Of all the pictures from the BP oil spill, this one haunts me most. The image of this little critter, slipping along the sand its shell and legs covered in oil hit me right in the heart.

Now I don’t know exactly what kind of sea animal this might be. I’m pretty sure it is a species of mollusk, which is one of the smaller marine animals. I also don’t know if it’s a Millie or Moe mollusk or if mollusks come in different genders.

What I do know is it lives its life in our coastal waters and depends on the condition of the marsh to keep it alive. One morning when it awoke, if mollusks awake, it found its shell full of gummy oil and ended up sitting in a human hand while its picture beamed into my living room.

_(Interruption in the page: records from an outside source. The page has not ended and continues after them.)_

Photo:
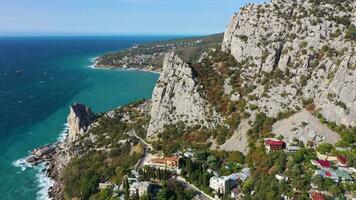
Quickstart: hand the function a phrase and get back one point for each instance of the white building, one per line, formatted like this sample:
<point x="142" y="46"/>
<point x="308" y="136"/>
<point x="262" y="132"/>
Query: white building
<point x="139" y="187"/>
<point x="224" y="184"/>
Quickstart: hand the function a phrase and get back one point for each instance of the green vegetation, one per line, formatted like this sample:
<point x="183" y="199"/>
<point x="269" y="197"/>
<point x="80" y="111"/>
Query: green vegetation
<point x="351" y="33"/>
<point x="82" y="175"/>
<point x="172" y="190"/>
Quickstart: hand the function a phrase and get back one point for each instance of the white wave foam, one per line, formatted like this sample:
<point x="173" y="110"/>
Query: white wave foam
<point x="22" y="163"/>
<point x="44" y="183"/>
<point x="93" y="62"/>
<point x="63" y="134"/>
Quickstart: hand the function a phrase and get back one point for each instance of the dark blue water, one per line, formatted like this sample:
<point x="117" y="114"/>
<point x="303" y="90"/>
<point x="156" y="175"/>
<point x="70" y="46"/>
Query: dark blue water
<point x="39" y="79"/>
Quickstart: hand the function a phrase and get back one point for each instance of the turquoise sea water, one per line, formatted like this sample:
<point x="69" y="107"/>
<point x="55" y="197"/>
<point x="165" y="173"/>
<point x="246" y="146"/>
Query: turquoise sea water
<point x="39" y="79"/>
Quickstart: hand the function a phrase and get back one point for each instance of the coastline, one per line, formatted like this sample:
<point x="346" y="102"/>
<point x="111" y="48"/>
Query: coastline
<point x="108" y="67"/>
<point x="95" y="65"/>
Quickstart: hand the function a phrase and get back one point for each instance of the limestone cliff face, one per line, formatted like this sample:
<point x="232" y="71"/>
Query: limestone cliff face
<point x="175" y="97"/>
<point x="306" y="45"/>
<point x="79" y="119"/>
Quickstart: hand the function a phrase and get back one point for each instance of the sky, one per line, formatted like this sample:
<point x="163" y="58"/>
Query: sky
<point x="116" y="17"/>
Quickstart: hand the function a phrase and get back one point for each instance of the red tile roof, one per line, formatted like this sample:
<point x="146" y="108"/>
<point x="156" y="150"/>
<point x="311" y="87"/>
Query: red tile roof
<point x="342" y="159"/>
<point x="328" y="174"/>
<point x="324" y="163"/>
<point x="274" y="142"/>
<point x="317" y="196"/>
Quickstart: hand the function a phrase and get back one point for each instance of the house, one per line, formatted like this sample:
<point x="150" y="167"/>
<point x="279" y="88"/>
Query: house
<point x="342" y="160"/>
<point x="292" y="148"/>
<point x="188" y="154"/>
<point x="170" y="163"/>
<point x="323" y="164"/>
<point x="139" y="188"/>
<point x="281" y="177"/>
<point x="272" y="144"/>
<point x="105" y="185"/>
<point x="335" y="175"/>
<point x="325" y="157"/>
<point x="343" y="175"/>
<point x="235" y="193"/>
<point x="224" y="184"/>
<point x="317" y="196"/>
<point x="327" y="174"/>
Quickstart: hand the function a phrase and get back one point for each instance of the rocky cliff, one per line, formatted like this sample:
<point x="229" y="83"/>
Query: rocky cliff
<point x="79" y="119"/>
<point x="297" y="50"/>
<point x="175" y="97"/>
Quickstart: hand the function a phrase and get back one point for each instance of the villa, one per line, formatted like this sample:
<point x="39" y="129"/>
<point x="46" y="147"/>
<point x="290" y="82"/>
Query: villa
<point x="323" y="164"/>
<point x="139" y="188"/>
<point x="224" y="184"/>
<point x="272" y="144"/>
<point x="317" y="196"/>
<point x="342" y="160"/>
<point x="335" y="175"/>
<point x="169" y="163"/>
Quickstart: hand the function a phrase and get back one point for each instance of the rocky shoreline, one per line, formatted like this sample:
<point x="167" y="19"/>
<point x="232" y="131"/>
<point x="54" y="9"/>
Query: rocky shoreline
<point x="56" y="156"/>
<point x="144" y="69"/>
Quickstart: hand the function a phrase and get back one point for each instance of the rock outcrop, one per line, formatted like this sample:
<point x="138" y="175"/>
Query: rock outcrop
<point x="175" y="97"/>
<point x="302" y="49"/>
<point x="79" y="119"/>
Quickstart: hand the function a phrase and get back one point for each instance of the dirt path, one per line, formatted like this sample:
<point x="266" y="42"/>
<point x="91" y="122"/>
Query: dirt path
<point x="305" y="127"/>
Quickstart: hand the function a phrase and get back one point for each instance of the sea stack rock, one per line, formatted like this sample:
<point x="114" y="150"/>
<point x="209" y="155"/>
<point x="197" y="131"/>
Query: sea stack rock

Why that particular image hit me is hard to say but it did. Therefore, I wanted to learn more about mollusks and their role in the circle of life. What I learned is scientists are also interested in what is happening to Millie or Moe. In fact, they are collecting and analyzing three different mollusk species from the Gulf coast to see if contaminants from the spill are invading their shells.

That is important because mollusks continuously build their shells, and if pollution is present in the environment they may incorporate the contaminants into their shells.

As one story said, “Over time the researchers will measure growth rate and survival of the species to determine how the spill is impacting the mollusks, which, as primary consumers, will be among the first animals to begin showing contamination.”

So, my mollusk friend has a lot to tell us about what’s going on long term from oil coming into its environment.

While that is certainly important, it didn’t fully explain the wave of sadness I felt seeing the creature bathed in black gunk. No what I felt was something at the soul level, a connection to the life flowing through its body, which also flows through mine.

As I contemplated this, a passage from the Bible popped into my head. It comes from the creation story.

“Let us make man in our image, after our likeness: and let them have dominion over the fish of the sea, and over the fowl of the air, and over the cattle, and over all the earth, and over every creeping thing that creeps on the earth.”

There it was – the reason for my emotion. I felt like I’d done a disservice to this mollusk and all of its cousins, well, maybe not me personally but members of my human family. Perhaps sometimes we aren’t doing so great with the “dominion over” everything role and now other living creations are paying the price.

What I’m thinking is Millie or Moe, if he or she could talk, has but one request of its human siblings “help me.”

I guess the sadness I felt when I saw this shell-bound creature covered in oil is because I don’t know how I can personally answer that cry for help.